8. M. A soutient que s'il s'est soustrait aux mesures d'éloignement c'est à raison des craintes de persécutions dans son pays. Toutefois, il ressort des pièces du dossier que l'intéressé, qui est entré sur le territoire français en 2015, est célibataire, ne justifie pas de charge de famille et qu'il s'est soustrait à deux précédentes mesures d'éloignement. En outre, M. A n'établit pas l'existence de circonstances humanitaires de nature à faire obstacle à l'édiction de la mesure attaquée dès lors que les persécutions alléguées ne sont pas établies. Par suite, le préfet de police n'a pas méconnu les dispositions précitées ni entaché sa décision d'une erreur d'appréciation en prononçant à son encontre une interdiction de retour sur le territoire français d'une durée de douze mois.

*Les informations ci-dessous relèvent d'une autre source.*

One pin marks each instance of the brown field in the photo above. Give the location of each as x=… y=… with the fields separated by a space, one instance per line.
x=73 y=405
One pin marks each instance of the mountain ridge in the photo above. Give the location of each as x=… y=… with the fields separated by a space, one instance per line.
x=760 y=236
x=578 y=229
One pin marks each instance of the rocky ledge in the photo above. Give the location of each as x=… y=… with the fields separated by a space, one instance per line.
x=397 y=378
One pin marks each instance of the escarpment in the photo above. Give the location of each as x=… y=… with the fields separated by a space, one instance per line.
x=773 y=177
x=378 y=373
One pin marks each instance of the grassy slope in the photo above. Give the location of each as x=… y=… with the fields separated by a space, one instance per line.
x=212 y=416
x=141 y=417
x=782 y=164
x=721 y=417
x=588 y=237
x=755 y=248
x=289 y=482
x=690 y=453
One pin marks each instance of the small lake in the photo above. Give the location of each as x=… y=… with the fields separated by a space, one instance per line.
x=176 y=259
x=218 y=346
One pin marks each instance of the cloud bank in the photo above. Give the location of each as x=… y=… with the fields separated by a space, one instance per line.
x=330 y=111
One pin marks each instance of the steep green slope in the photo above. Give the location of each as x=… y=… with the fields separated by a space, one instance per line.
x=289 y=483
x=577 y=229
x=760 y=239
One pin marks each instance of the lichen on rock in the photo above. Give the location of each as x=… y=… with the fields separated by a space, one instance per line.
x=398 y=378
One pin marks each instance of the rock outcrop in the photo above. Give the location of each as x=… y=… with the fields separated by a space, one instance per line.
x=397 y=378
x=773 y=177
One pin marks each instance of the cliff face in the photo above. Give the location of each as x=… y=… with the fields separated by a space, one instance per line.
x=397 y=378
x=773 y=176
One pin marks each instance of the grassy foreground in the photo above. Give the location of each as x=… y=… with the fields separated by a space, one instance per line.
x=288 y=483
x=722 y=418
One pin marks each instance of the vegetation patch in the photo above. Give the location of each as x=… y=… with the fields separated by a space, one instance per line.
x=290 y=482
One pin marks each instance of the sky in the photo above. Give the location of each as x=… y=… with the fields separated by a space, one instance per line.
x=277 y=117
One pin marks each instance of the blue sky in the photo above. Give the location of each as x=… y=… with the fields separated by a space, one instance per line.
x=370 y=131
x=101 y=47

9. Il résulte de tout ce qui précède que M. A e n'est pas fondé à demander l'annulation de l'arrêté du préfet de police du 23 octobre 2022. Par voie de conséquence, ses conclusions à fin d'injonction doivent être rejetées ainsi que celles présentées sur le fondement des articles L. 761-1 du code de justice administrative et 37 de la loi du 10 juillet 1991 dès lors que l'Etat n'est pas, dans la présente instance, la partie perdante.
D É C I D E:
Article 1er : La requête de M. A est rejetée.
Article 2 : Le présent jugement sera notifié à M. C A et au préfet de police de Paris.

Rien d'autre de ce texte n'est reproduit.